I had a pretty normal childhood.  I was the older of two girls.  My sister was asthmatic and spent a lot of time when she was very young in and out of the hospital.  I think what she went through made it easier to understand what I have gone through and allowed her to be such a supportive person in my life. 

My mother worked out of necessity.  I guess my sister and were what is today called Latchkey children.  We came home from school, let ourselves in, phoned mom to let her know we were home, and were then expected to do our chores and homework.  We had our share of catastrophes.  I mention this because I want to emphasize that I had a normal life without any real illness until I was exposed at work.  In my book I talk about my childhood in more detail but want to share this short snippet.

I had my share of emergencies ……The most memorable catastrophe involved our pet goldfish.  I was changing the water in the bowl and had dumped the fish into the sink so I could clean the bowl only to discover that I had forgotten to put water in it.  I immediately filled the sink up but the poor fish wasn’t moving very much.  In a panic I phoned my uncle and asked a simple question, “How do you tell if something is dead?”  Now my uncle had a severe heart condition and immediately thought I was referring to my younger sister.  He said he was on his way over and hung up the phone.  Boy did I hear about it when he got there and realized I was referring to my goldfish.

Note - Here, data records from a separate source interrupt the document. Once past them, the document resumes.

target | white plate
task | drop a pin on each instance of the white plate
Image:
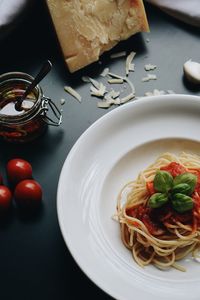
(109, 154)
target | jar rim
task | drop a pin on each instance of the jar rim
(34, 110)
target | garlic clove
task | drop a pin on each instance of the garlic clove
(192, 71)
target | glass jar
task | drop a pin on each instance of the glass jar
(31, 120)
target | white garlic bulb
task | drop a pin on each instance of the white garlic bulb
(192, 71)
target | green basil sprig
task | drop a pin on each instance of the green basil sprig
(173, 190)
(163, 181)
(158, 200)
(187, 178)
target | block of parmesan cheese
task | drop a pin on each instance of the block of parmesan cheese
(87, 28)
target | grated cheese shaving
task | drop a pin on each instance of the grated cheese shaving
(95, 83)
(150, 67)
(105, 72)
(113, 94)
(125, 79)
(127, 98)
(98, 92)
(73, 93)
(149, 77)
(116, 80)
(118, 54)
(103, 104)
(129, 62)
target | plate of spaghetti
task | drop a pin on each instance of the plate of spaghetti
(128, 200)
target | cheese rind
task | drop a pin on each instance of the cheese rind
(88, 28)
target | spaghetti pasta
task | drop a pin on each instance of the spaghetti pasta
(163, 235)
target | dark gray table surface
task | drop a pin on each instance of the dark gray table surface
(34, 260)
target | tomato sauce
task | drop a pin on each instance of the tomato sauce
(156, 220)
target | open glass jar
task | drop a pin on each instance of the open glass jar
(32, 119)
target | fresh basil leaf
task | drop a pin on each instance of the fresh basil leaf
(163, 181)
(157, 200)
(187, 178)
(182, 188)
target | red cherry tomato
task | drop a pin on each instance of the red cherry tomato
(1, 179)
(5, 198)
(28, 193)
(18, 169)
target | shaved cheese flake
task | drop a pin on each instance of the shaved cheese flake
(118, 54)
(129, 61)
(170, 92)
(98, 92)
(150, 67)
(73, 93)
(115, 80)
(113, 94)
(155, 93)
(95, 83)
(132, 67)
(103, 104)
(105, 72)
(149, 77)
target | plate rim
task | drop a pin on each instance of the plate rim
(69, 157)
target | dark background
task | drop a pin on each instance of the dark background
(34, 260)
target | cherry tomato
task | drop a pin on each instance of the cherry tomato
(18, 169)
(5, 198)
(1, 179)
(28, 193)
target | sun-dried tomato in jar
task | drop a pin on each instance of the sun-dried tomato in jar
(32, 119)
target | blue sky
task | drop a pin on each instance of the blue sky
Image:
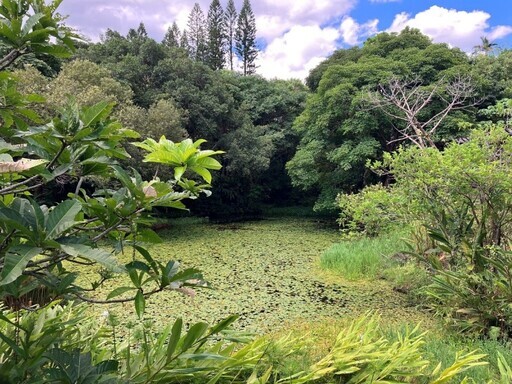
(296, 35)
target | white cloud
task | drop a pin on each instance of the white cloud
(298, 51)
(458, 28)
(353, 32)
(275, 17)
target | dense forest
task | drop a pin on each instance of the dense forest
(101, 142)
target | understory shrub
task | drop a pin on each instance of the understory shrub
(462, 197)
(60, 344)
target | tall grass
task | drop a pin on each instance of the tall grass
(363, 257)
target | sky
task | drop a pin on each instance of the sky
(294, 36)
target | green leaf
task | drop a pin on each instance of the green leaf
(15, 262)
(204, 173)
(119, 291)
(179, 171)
(31, 22)
(144, 252)
(94, 254)
(140, 303)
(62, 218)
(174, 338)
(194, 333)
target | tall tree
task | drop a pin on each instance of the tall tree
(197, 33)
(216, 36)
(485, 47)
(230, 16)
(184, 42)
(245, 39)
(172, 36)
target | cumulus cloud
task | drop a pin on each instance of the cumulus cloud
(457, 28)
(298, 51)
(353, 32)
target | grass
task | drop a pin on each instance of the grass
(266, 271)
(363, 257)
(269, 272)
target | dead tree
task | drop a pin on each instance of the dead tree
(405, 99)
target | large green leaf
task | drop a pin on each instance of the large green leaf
(94, 254)
(16, 260)
(62, 218)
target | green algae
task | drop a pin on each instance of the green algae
(268, 272)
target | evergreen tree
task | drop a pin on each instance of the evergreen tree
(230, 16)
(245, 39)
(172, 36)
(216, 36)
(184, 42)
(141, 31)
(197, 34)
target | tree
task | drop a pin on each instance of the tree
(172, 36)
(406, 100)
(231, 18)
(184, 44)
(245, 39)
(216, 36)
(40, 239)
(196, 34)
(485, 47)
(340, 130)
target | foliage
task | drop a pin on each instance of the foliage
(340, 130)
(231, 17)
(60, 344)
(372, 211)
(462, 197)
(216, 36)
(245, 39)
(363, 257)
(196, 33)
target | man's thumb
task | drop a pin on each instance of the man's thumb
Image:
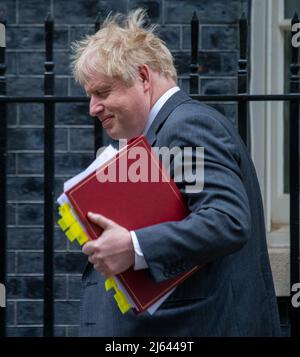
(100, 220)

Why is that lady wearing a mask?

Me wearing my mask.

I have watched as little children innocently ask their mothers this very question. The answers vary from a mother suddenly noticing that I have a mask on and answering I don’t know to a mother replying maybe she is sick and doesn’t want to get us sick. My chemical sensitivities are such that to be able to go into the grocery store for a short period I must wear a charcoal mask to lessen the severity of what I breathe in and lessen my reactions to those chemicals. I have had people see me and suddenly veer off in a different direction for fear that I could spread some dreaded disease to them when in fact they are the ones I am protecting myself from (the cologne, laundry soaps, fabric softeners, etc.). When I was in Dallas in 2003 a friend and I who also wears a mask had made an excursion to  window shop at a store we had seen that had very nice clothes in the window.  We decided to stop because she wanted to see if she thought she could tolerate the clothes or if the store would be too fragrant for her to be able to get the smells out of the clothes.  I write about this in my book. 

By this time Lisa had begun gaining weight and needed clothes.  We had driven by this store that featured clothes in the window that she thought might be safe for her.  We decided to stop by there one morning.  So here we were both in our masks knocking on the door to get the clerk’s attention.  We finally got her attention and asked her to come to the door.  We wanted to ask her if she would be willing to bring something out for us to look at.  She cautiously opened the door; the whole time she kept looking at us in our masks and back to her register.  I think she thought for sure that we were going to rob her.  When we explained why we wearing the masks, she was very accommodating.  There was also a time when we were standing outside another store waiting for a clerk to bring something out and a man approached us and asked why we were wearing masks.  We tried to explain it to him.  So, he said you are allergic to perfume and we just said yes.  As he walked away he asked if we were sisters because we both had on masks.  That generated a good laugh by both of us.

The mask presents many issues.  In winter it causes my glasses to fog up.  In warm weather the heat from wearing the mask is so stifling that I feel as if I could pass out.